ثُمَّ إِلَيْنَا تُرْجَعُونَ
Sonra bize döndürüleceksiniz.
ثُمَّ: “Sonra” demektir. Atıf harfidir. كُلُّ نَفْسٍ ذَائِقَةُ الْمَوْتِ cümlesine إِلَيْنَا تُرْجَعُونَ cümlesini atfetmiştir.
Cümleleri birbirine atfeden ثُمَّ ma’tûfun aleyhle ma’tûf arasında oluşun sırasını gösterir, buna “tertip” denir. Önce ma’tufun aleyh, sonra ma’tûf gelir. Bu nedenle sümme ile yapılan atıfta ma’tûf ile ma’tûfun aleyh yer değiştiremez. Zamansal olarak peşi sıra oluşu göstermez, arada belirli bir zaman geçmiştir. Bu nedenle “takip etkisi yoktur”. Bu arada boşluk olmasına “terahi” (تَرَاخِي) denir.
İş yapmada ma’tûfun aleyh ile ma’tûf arasındaki boşluğun belirli bir süresi yoktur, duruma göre bu süre değişir. Kısa bir süre olabileceği gibi uzun bir süre de olabilir.
Atıf fâsı (فَ) da zamansal ilişki için gelir. Atıf fâsına tertip ve takip fâsı da denir. ثُمَّ gibi ma’tûfun aleyhle ma’tûf arasında oluşun sırasını gösterir (tertip) ve ma’tûf ile ma’tûfun aleyh yer değiştiremez. ثُمَّ den farklı olarak zamansal olarak peşi sıra oluşu gösterir. Buna “takip” denir. İş yapmada ma’tûfun aleyh ile ma’tûf arasında bir boşluk yoktur, ma’tûf ma’tûfun aleyhten hemen sonra aynı işi yapmıştır.
إِلَى: “-e” demektir.
نَا: “Biz” demektir. Mecrur muttasıl zamirdir.
إِلَيْنَا: “Bize” demektir.
تُرْجَعُونَ: “Döndürüleceksiniz” demektir. “Başlangıç noktanıza, geldiğiniz yere geri döndürüleceksiniz” demektir. Meçhul (edilgen) fiildir. رجع kökünden ikinci bâbdan gelmektedir. Bu kökün bir özelliği vardır. Hem lazım (geçişsiz) hem de müteaddidir (geçişli). Lazım fiiller mef’ûl almazlar yani fiilden etkilenen fiili yapanın kendisidir, etkilenen başka birisi yoktur. Müteaddi fiillerde ise fâilin yaptığı fiilin etkilediği bir mef’ûl vardır. Bu kök aynı bâbdan geldiği halde hem lazım hem de müteaddi olabilmektedir. Fark mastardadır.

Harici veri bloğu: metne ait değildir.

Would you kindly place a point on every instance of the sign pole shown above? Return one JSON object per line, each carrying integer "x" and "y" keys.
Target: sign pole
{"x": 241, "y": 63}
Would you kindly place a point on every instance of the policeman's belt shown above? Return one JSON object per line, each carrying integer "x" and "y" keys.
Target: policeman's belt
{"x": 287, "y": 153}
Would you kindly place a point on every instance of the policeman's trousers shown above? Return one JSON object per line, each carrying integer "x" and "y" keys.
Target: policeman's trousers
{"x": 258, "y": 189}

| Mastar | Muzari | Mazi |
Lazım | رُجُوع | يَرْجِعُ | رَجَعَ |
Müteaddi | رَجْع | يَرْجِعُ | رَجَعَ |
Burada تُرْجَعُونَ meçhul fiildir ve bu nedenle lazım olamaz, müteaddi olmak zorundadır. Bu nedenle müteaddi meçhul olarak manası “döndürülürsünüz” şeklindedir.
إِلَيْنَا تُرْجَعُونَ: “Bize döndürüleceksiniz” demektir. كُلُّ نَفْسٍ ذَائِقَةُ الْمَوْتِ cümlesine ثُمَّ ile atfedilmiştir. Fiil cümlesi isim cümlesine atfedilmiştir. İsim cümlesi zaman ifade ederse ثُمَّ ile fiil cümlesine atfedilebilir. Burada isim cümlesi “her nefis ölümü tadandır” olduğu için aslında ölümü tatma fiilinin zamanını her nefis için ayrı ayrı ifade etmiş olmakta ve böylece zaman ifade etmiş olmaktadır. Bu nedenle burada atıf gerçekleşmiştir.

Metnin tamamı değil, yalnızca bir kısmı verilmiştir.